Plus jeune présidente d’une entreprise cotée en Bourse aux États-Unis, cette Franco-Américaine dispose de quinze ans d’expérience dans le capital-risque, le capital développement, les SPACs ou encore les introductions en Bourse. Depuis 2020, elle développe Athena Capital, une plateforme d’investissement spécialisée dans la tech.

Décideurs. Quelle est la thèse d’investissement d’Athena Capital ?

Isabelle Freidheim. Nous investissons dans des entreprises qui souhaitent se faire racheter ou entrer en Bourse dans les un à trois ans à venir. Dans le premier cas, il s’agit de sociétés valorisées entre 100 et 500 millions de dollars. Dans le cas d’une IPO, la valorisation dépasse en temps normal les 500 millions de dollars.
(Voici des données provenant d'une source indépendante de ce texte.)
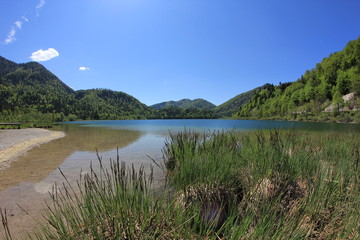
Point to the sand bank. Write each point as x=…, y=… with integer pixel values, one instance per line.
x=16, y=142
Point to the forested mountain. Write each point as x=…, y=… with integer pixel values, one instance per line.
x=230, y=107
x=309, y=96
x=108, y=104
x=185, y=104
x=30, y=89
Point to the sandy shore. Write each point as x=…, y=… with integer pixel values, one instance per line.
x=16, y=142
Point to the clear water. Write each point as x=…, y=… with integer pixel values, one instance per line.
x=31, y=176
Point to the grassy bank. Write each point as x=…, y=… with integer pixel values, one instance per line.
x=221, y=185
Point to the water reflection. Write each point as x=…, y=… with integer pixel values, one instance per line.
x=38, y=163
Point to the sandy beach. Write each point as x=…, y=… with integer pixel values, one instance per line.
x=16, y=142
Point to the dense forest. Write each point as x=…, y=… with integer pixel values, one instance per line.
x=327, y=92
x=230, y=107
x=29, y=92
x=186, y=104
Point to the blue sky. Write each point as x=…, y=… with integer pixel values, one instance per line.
x=160, y=50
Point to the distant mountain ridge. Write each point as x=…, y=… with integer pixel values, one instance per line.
x=228, y=108
x=185, y=103
x=30, y=88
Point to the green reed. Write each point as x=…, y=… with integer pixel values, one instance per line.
x=274, y=184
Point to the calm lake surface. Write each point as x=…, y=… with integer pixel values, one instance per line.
x=30, y=178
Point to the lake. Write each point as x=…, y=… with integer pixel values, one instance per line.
x=30, y=178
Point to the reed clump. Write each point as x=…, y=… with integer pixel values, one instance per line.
x=273, y=184
x=270, y=184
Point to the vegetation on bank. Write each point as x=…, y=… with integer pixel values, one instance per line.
x=221, y=185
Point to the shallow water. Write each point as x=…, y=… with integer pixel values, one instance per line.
x=31, y=177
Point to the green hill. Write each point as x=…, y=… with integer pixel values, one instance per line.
x=313, y=94
x=186, y=104
x=230, y=107
x=108, y=104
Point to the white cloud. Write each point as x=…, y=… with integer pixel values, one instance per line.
x=84, y=68
x=39, y=6
x=44, y=55
x=11, y=36
x=18, y=24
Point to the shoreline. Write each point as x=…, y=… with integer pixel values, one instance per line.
x=16, y=142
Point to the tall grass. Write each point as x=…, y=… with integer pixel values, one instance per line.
x=271, y=184
x=221, y=185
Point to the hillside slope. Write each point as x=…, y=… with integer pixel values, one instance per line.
x=185, y=104
x=309, y=96
x=233, y=105
x=30, y=89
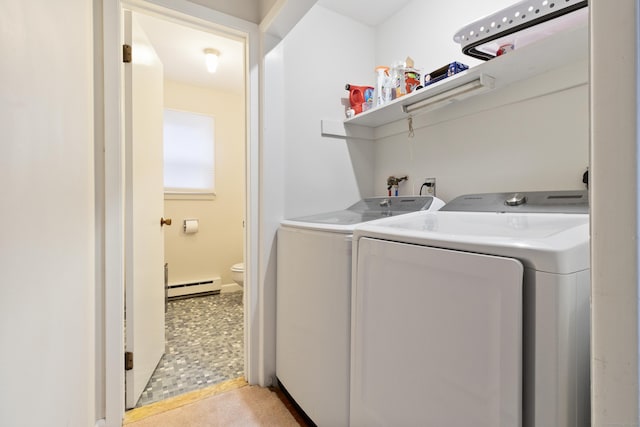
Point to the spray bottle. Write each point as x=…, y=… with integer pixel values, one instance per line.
x=381, y=82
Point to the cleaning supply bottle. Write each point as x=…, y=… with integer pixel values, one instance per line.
x=381, y=81
x=360, y=96
x=397, y=78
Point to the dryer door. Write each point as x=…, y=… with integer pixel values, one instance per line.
x=436, y=337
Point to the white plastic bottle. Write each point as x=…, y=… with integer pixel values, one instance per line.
x=381, y=82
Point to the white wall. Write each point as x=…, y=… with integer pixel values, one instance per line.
x=614, y=213
x=424, y=30
x=321, y=54
x=218, y=244
x=47, y=307
x=502, y=141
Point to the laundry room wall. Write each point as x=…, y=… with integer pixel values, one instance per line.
x=218, y=244
x=528, y=136
x=322, y=53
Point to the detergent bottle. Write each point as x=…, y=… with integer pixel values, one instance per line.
x=381, y=82
x=397, y=78
x=360, y=97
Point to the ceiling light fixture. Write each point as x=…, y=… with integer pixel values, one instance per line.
x=211, y=58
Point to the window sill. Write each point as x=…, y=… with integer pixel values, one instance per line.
x=189, y=196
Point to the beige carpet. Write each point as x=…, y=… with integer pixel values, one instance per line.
x=243, y=406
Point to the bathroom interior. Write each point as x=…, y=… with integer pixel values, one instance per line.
x=204, y=246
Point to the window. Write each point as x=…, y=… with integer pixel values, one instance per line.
x=189, y=142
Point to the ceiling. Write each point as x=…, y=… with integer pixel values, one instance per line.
x=180, y=47
x=369, y=12
x=181, y=51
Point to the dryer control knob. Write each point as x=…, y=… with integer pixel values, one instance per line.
x=516, y=200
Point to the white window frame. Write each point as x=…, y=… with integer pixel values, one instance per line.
x=172, y=193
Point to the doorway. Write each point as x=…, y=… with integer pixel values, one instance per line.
x=110, y=378
x=201, y=259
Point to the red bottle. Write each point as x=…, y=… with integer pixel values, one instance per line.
x=359, y=95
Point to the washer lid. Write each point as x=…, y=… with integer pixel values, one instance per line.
x=555, y=243
x=369, y=209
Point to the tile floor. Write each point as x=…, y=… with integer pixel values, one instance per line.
x=204, y=346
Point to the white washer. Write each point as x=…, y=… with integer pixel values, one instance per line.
x=475, y=315
x=314, y=302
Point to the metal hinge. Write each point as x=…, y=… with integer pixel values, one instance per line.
x=126, y=53
x=128, y=361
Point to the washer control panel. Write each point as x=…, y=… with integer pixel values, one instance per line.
x=530, y=202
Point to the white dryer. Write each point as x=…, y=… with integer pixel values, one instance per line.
x=475, y=315
x=313, y=299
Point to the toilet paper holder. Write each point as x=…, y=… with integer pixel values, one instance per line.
x=190, y=226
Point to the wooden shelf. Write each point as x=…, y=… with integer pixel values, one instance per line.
x=519, y=65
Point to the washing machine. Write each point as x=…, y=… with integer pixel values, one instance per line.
x=475, y=315
x=313, y=299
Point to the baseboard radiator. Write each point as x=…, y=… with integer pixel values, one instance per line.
x=186, y=290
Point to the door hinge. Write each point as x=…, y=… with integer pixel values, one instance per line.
x=126, y=53
x=128, y=361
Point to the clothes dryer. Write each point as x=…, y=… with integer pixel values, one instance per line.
x=313, y=299
x=475, y=315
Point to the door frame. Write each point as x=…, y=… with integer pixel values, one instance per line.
x=188, y=14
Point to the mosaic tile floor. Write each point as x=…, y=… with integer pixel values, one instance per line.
x=204, y=346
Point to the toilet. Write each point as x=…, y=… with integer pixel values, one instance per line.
x=237, y=273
Athena Capital se concentre sur la tech avec des entreprises de cybersécurité, des fintech, deep tech, insurance tech ou health tech. Il ne s’agit pas forcément de secteurs où les transformations technologiques sont très innovantes, mais là où se trouvent des entreprises rentables ou en passe de l’être. Cela peut également être le cas pour certaines entreprises dans l’intelligence artificielle ou l’informatique quantique, par exemple. 
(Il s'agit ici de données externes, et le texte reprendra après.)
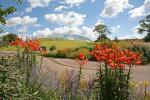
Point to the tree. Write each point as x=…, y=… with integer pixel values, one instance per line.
x=102, y=31
x=145, y=27
x=9, y=38
x=4, y=12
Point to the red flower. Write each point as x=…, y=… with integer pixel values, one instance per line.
x=114, y=57
x=81, y=56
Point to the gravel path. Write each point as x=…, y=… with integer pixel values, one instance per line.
x=89, y=69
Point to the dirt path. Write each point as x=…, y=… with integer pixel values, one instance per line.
x=89, y=69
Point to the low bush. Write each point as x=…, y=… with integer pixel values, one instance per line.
x=143, y=50
x=53, y=47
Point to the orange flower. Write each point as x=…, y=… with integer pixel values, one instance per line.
x=114, y=57
x=81, y=56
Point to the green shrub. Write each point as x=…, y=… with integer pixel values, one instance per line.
x=9, y=38
x=143, y=50
x=43, y=48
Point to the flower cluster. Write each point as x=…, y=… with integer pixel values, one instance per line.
x=81, y=60
x=34, y=44
x=115, y=57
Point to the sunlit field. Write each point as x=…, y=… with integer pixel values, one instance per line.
x=74, y=50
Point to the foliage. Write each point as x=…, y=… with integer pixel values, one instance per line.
x=145, y=27
x=112, y=83
x=143, y=50
x=53, y=47
x=102, y=31
x=9, y=38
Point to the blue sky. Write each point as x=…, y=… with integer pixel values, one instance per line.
x=43, y=18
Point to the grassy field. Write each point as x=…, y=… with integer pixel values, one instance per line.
x=60, y=44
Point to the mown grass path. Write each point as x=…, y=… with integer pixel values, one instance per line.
x=141, y=72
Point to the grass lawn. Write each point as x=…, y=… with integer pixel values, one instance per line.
x=61, y=44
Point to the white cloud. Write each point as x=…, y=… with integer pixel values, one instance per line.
x=99, y=22
x=26, y=20
x=22, y=30
x=93, y=1
x=42, y=33
x=37, y=3
x=140, y=11
x=114, y=7
x=115, y=29
x=60, y=8
x=66, y=30
x=83, y=31
x=136, y=34
x=70, y=18
x=74, y=2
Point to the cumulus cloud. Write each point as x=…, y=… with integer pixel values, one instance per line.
x=67, y=30
x=42, y=33
x=114, y=7
x=70, y=18
x=140, y=11
x=26, y=20
x=22, y=30
x=115, y=29
x=37, y=3
x=60, y=8
x=74, y=2
x=93, y=1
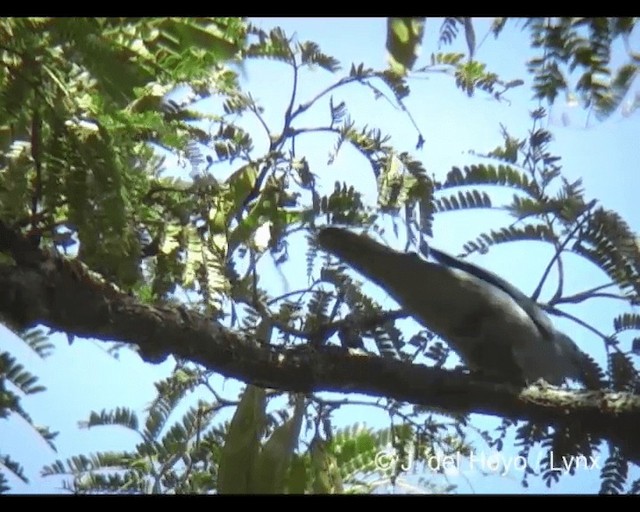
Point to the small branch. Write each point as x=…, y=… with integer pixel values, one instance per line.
x=44, y=288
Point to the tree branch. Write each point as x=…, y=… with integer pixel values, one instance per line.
x=64, y=295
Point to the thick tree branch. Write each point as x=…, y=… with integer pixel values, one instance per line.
x=61, y=294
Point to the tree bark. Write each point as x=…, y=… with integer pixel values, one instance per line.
x=48, y=289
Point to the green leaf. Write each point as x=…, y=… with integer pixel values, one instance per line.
x=242, y=443
x=272, y=465
x=325, y=470
x=404, y=36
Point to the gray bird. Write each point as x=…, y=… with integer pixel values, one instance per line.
x=496, y=329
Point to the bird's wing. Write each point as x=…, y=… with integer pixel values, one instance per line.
x=486, y=320
x=529, y=306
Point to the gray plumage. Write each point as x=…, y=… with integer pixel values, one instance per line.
x=495, y=328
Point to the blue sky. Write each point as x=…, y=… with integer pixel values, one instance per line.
x=82, y=377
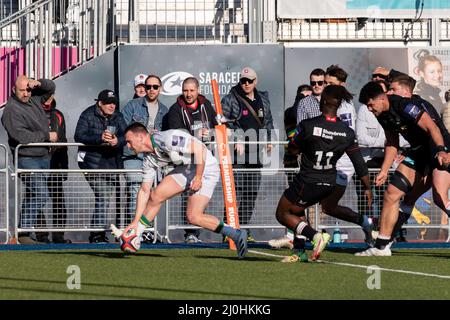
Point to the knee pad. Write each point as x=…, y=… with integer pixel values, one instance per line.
x=399, y=181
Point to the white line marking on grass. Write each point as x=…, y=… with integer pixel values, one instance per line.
x=360, y=266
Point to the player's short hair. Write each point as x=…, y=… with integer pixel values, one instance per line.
x=405, y=81
x=317, y=72
x=154, y=76
x=136, y=127
x=191, y=80
x=371, y=90
x=335, y=71
x=333, y=95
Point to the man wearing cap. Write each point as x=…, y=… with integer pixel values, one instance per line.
x=249, y=113
x=101, y=128
x=150, y=112
x=139, y=86
x=25, y=122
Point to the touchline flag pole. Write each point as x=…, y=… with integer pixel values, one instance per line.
x=226, y=166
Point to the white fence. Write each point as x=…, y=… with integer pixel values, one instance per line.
x=4, y=200
x=70, y=200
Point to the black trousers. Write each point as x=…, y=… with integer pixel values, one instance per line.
x=247, y=185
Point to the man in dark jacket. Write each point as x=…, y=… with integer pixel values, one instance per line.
x=25, y=122
x=149, y=111
x=195, y=114
x=249, y=113
x=101, y=128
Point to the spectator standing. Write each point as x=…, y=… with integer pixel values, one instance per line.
x=195, y=114
x=139, y=86
x=309, y=107
x=446, y=120
x=103, y=150
x=429, y=69
x=26, y=122
x=248, y=109
x=150, y=112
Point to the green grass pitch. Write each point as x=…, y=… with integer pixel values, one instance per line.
x=217, y=274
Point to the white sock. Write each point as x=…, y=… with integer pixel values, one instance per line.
x=406, y=209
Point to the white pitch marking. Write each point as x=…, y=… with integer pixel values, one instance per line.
x=362, y=266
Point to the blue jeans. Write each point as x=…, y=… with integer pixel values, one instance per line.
x=104, y=188
x=36, y=192
x=134, y=181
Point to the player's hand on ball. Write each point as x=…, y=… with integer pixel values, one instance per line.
x=196, y=184
x=132, y=225
x=369, y=197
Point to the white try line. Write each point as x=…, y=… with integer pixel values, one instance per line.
x=360, y=266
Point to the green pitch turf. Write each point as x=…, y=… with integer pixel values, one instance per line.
x=218, y=274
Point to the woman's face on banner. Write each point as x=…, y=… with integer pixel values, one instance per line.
x=432, y=73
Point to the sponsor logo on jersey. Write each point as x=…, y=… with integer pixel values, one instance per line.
x=327, y=134
x=346, y=118
x=317, y=132
x=412, y=110
x=178, y=141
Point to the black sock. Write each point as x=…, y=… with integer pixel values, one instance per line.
x=305, y=230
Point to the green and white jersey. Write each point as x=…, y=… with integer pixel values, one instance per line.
x=171, y=148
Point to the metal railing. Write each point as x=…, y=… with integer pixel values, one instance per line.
x=4, y=192
x=50, y=37
x=353, y=30
x=188, y=21
x=265, y=185
x=425, y=215
x=7, y=8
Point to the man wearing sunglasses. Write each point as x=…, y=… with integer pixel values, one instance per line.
x=309, y=107
x=249, y=112
x=380, y=73
x=150, y=112
x=26, y=122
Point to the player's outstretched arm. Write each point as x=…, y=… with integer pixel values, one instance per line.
x=427, y=124
x=199, y=150
x=354, y=153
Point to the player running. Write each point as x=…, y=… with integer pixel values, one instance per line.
x=196, y=170
x=321, y=141
x=417, y=122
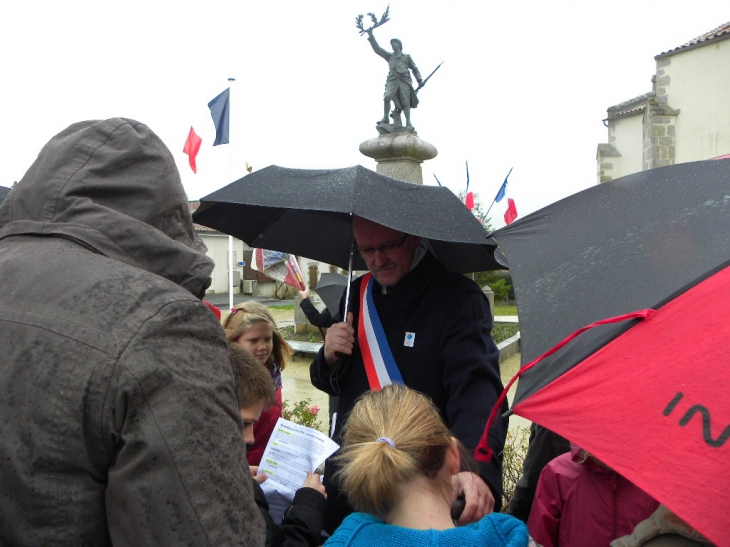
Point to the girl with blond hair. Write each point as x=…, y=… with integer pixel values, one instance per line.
x=397, y=463
x=251, y=325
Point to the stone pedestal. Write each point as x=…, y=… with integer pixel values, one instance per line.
x=399, y=155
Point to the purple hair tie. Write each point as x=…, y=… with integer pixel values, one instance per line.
x=386, y=440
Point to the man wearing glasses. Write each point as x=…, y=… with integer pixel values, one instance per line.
x=438, y=328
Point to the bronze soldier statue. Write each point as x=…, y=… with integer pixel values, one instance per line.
x=398, y=86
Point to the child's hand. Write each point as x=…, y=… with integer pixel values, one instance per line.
x=254, y=470
x=314, y=481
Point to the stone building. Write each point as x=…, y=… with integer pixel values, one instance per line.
x=685, y=117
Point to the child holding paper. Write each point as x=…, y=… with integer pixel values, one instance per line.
x=302, y=523
x=251, y=325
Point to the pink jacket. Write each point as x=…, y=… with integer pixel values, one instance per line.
x=584, y=505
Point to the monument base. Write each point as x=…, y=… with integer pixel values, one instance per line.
x=399, y=155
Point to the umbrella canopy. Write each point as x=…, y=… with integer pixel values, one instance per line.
x=648, y=397
x=3, y=192
x=330, y=288
x=308, y=212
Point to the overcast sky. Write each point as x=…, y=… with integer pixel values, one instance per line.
x=523, y=84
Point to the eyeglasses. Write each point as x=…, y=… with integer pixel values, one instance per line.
x=367, y=252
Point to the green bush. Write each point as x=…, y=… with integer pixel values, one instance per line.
x=513, y=456
x=303, y=413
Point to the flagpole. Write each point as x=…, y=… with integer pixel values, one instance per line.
x=231, y=174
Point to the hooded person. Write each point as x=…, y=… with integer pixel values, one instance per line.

Vous revendiquez une équipe féminine. Pourquoi ?

Après des expériences en finance à Londres et à New York, j’ai cofondé Magnifi, une plateforme utilisant l’IA pour faciliter les investissements, qui a été vendue en 2020. À cette période, les SPACs se développaient. J’ai eu envie d’en lancer un pour investir dans des entreprises qui seraient de bonnes candidates à la Bourse. Je me suis rendu compte qu’on a tendance à voir plus d’hommes au début du lancement d’un nouveau produit financier. J’ai créé une mission en interne pour attirer des administratrices de conseils d’administration éminents, tels que Citigroup, Comcast, BlackRock, Mastercard ou encore la SEC. Mon associée a été la PDG de Facebook en Inde, où elle a lancé le réseau social et l’a fait croître jusqu’à 800 millions d’utilisateurs, puis elle a été la première associée de Softbank,
d’où vient également le reste de notre équipe. Celle-ci nous permet de trouver de bons investissements et de convaincre les entreprises de faire affaire avec nous pour
leurs projets à venir.

"On a tendance à voir plus d’hommes au début du lancement d’un nouveau produit financier"

Les entreprises tech européennes sont frileuses à l’idée d’entrer en Bourse. Dès lors, pourquoi viser l’Europe en plus des États-Unis où vous êtes déjà présentes ?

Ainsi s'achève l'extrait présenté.